Report from DW
In Brief – Online gaming platforms Roblox, Minecraft, Fortnite, and Steam have been directed by Australia’s eSafety Commissioner to explain how they address risks to young users such as child grooming and the spread of extremist content. The regulator, who said that 9 in 10 Australian children aged 8-to-17 engage in online gaming, called the platforms “black boxes” that require much greater transparency. Law enforcement officials have warned that encrypted messaging features can facilitate initial contact between predators and minors and that extremist groups use the platforms to target young users for radicalization. The notices compel the companies to provide detailed reports on safety measures and enforcement activities to help regulators assess whether the platforms are upholding their own policies and their legal obligations.
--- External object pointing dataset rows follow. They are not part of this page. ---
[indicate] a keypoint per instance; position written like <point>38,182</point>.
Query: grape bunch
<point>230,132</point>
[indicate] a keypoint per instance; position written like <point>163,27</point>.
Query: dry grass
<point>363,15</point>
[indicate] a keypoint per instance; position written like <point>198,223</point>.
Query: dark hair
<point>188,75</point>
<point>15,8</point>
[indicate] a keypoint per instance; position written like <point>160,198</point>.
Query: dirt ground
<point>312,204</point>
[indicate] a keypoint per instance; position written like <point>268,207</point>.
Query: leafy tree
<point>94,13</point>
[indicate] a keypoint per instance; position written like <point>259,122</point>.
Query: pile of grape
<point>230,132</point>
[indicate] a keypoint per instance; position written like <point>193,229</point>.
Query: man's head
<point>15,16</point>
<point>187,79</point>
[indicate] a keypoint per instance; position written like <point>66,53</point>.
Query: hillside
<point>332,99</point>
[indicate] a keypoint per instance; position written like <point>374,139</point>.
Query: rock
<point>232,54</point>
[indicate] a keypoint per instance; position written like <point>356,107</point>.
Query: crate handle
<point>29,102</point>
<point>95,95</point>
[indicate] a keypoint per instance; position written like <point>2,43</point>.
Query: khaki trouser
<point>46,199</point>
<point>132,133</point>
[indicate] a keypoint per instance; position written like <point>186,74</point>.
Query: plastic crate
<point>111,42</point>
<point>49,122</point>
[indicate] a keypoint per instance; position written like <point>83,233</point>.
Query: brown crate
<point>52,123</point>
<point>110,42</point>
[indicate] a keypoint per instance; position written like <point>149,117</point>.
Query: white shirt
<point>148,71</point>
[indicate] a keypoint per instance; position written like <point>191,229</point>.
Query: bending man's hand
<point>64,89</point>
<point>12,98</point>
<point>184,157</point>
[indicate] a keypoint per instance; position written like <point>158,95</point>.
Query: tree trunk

Context – Australia’s newly instituted 16-year-old age limit to hold social media accounts is the world’s highest profile. When the regulator designated the covered platforms, she noted that the law applies to platforms when their “sole or a significant purpose is to enable online social interaction” and therefore the top gaming platforms were not designated despite having many social features. Twitch, a live-streaming platform that emerged primarily with video-game related content but now features a wide range of material, was, on the other hand, a late edition to the roster of Facebook, Instagram, Kick, Reddit, Snapchat, Threads, TikTok, X and YouTube. Online age limits and related verification is expanding globally along a rubric of porn, social media, and game sites with social features. Australia does not just apply age checks to social media, its Online Safety Act limits access by minors to a range of harmful but legal online content, including porn, resulting in even search engines such as Google and Bing now verifying ages. The UK online safety regulator has pushed gaming sites to institute age verification to better enforce age rules and Roblox has been sued by several US state attorneys general over the same type of allegations leveled by the Australian regulator.